I think you have the geometry wrong here (unless I'm misunderstanding, also a possibility). The contraction of the sphere moves any point on the intersection of the circle and the surface of the sphere to somewhere outside the circle... Although it does also move that point closer to the line between the center of the sphere and the circle.
True, but I'm not talking about the intersection of the circle and the sphere. Just the way the edges of the sphere (aka the "horizon") get closer to the center.

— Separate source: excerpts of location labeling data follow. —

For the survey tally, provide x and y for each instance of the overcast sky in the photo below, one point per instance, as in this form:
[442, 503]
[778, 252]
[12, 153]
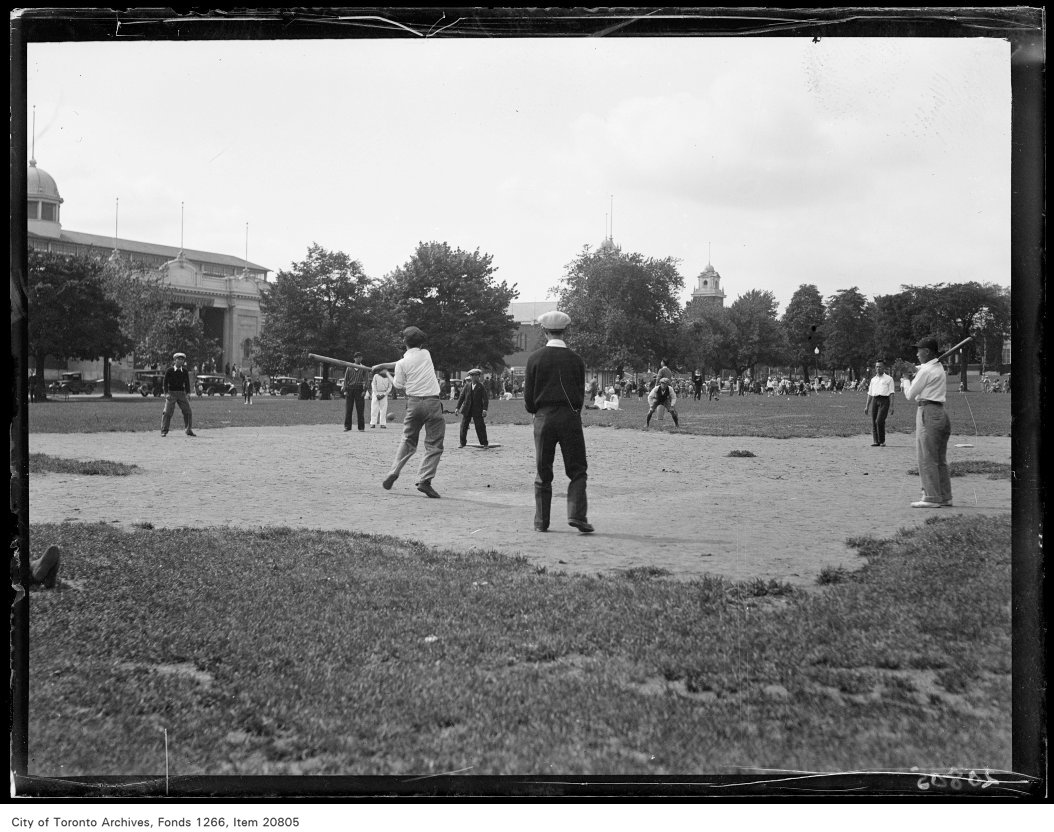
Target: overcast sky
[867, 162]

No, I have to take what I said back. Now that I see what you're saying, you're right. If the distance between me and the central point of the contracting object is ##R## and at some moment the radius of the contracting object is ##r##, then the points on the edge of the disk of the object will be at a distance ##\sqrt{R^2+r^2}## from me, and this will become smaller (the point is moving towards me) as ##r## diminishes with the contraction. Of course this effect is well and thoroughly negligible if ##R\gt\gt{r}##, whereas the effect on the points that are directly on the line between the two centers is independent of ##R##.
Sorry, but I still din't get you. If any point on the sphere is moving towards us we won't be able to observe it since it will be on the other side of the sphere.